Consider the fuel issue alone. A large boat I know of had new gas-turbines installed this year at a huge cost so they could go faster.

And go they did, reaching speeds of nearly 40 knots (about 70kmh). This is pretty quick for a boat more than 70m long.

Shame they were using 5000L of diesel PER HOUR to achieve this. Yikes.

The same yacht also travelled from the Balearic islands to the Channel islands off England to pick up guests who do not enjoy flying. Quite a taxi fare.

tented up. It's huge! see car bottom right.

tented up. It's huge! see car bottom right.

Another yacht I was helping to re-fit over the winter required a paintjob. All 48m of boat had the old paint sanded off and this is currently blowing around the Med somewhere.

A dust-free environment was then required to complete the new spray job, so a giant plastic tent was stretched over scaffold to cover the entire yacht. A further 60-odd yachts got this same treatment in the yard. That’s a lot of plastic.

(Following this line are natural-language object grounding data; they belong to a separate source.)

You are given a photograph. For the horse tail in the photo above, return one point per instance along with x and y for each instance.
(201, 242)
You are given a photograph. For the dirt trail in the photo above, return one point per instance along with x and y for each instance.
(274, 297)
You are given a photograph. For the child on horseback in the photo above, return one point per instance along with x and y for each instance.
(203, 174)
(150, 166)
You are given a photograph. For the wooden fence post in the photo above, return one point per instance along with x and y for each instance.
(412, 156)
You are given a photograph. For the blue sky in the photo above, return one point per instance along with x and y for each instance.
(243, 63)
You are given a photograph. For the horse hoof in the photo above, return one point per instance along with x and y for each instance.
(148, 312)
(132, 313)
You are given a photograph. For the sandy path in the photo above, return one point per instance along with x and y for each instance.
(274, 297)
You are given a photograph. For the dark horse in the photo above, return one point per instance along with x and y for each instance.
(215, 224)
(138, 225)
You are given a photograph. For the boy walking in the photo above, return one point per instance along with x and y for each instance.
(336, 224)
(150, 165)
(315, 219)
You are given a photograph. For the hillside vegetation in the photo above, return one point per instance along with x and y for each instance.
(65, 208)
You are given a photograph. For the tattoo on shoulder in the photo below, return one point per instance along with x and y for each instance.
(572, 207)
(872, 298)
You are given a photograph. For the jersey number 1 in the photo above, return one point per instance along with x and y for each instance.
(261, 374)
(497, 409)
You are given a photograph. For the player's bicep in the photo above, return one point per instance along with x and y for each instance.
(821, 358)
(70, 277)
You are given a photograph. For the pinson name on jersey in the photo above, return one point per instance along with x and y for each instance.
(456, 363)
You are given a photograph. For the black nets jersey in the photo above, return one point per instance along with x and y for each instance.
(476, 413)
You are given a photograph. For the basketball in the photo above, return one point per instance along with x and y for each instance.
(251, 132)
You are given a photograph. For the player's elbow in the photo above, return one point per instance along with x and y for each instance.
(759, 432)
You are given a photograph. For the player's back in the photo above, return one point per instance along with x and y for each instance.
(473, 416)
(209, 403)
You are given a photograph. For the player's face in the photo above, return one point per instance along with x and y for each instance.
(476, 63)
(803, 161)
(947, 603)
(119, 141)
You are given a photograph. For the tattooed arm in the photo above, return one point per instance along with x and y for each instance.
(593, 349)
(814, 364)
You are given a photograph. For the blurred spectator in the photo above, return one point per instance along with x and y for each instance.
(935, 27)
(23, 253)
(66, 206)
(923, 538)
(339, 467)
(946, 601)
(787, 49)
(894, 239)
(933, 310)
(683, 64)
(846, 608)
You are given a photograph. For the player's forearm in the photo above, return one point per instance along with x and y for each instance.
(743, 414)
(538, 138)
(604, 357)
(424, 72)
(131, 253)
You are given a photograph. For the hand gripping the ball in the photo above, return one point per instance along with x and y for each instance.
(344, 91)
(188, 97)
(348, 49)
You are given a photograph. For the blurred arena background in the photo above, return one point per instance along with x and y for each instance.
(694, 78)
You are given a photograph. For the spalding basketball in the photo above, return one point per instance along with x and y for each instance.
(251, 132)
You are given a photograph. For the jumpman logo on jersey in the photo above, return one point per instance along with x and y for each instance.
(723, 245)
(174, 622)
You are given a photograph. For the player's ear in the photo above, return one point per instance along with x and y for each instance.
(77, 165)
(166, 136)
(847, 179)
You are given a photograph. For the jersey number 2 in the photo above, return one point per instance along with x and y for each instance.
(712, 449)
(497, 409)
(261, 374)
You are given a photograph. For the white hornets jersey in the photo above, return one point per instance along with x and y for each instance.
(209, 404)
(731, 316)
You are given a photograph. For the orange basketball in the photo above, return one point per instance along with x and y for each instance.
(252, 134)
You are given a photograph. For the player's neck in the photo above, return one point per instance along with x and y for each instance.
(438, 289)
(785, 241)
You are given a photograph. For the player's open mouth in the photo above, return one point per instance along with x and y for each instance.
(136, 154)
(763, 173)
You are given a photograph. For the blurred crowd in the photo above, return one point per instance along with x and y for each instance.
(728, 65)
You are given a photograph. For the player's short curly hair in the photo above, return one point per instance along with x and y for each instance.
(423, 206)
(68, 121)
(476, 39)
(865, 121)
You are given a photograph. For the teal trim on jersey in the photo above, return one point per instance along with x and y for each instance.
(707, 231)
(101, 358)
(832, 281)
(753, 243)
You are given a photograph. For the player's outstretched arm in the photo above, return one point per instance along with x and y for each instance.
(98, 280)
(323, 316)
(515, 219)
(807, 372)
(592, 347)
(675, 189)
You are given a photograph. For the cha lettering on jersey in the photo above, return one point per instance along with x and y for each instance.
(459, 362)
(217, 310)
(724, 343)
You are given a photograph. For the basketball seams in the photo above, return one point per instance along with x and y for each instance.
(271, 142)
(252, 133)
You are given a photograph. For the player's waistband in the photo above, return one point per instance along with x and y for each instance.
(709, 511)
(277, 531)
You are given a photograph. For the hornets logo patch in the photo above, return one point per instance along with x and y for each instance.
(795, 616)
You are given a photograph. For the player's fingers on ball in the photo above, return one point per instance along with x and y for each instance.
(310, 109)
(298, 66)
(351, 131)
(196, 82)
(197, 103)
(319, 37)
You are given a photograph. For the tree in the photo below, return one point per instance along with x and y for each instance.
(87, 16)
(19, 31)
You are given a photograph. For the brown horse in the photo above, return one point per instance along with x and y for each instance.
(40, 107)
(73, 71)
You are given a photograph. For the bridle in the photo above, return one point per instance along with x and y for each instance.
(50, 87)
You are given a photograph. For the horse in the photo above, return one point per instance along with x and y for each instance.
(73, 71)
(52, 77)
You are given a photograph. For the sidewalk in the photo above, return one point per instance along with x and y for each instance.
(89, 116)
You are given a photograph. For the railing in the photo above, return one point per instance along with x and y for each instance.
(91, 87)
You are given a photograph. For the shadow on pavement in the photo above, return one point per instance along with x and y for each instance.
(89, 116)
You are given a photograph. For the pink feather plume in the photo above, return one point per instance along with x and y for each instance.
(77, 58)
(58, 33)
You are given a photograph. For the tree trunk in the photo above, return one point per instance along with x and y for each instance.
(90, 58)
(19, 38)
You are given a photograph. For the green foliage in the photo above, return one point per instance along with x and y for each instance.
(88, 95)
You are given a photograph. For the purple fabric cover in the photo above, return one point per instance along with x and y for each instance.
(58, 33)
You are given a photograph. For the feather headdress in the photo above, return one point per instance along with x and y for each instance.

But what are you gonna do? Hundreds of new superyachts are currently in construction and now the price of diesel has lowered, very few owners are considering bio-diesel or the groovy green alternatives.

Do we boycott his horrid industry and go work for Greenpeace? They’re just going to hire some of the many eager new yachties waiting in the wings.

Beats me. But it’s worth thinking about.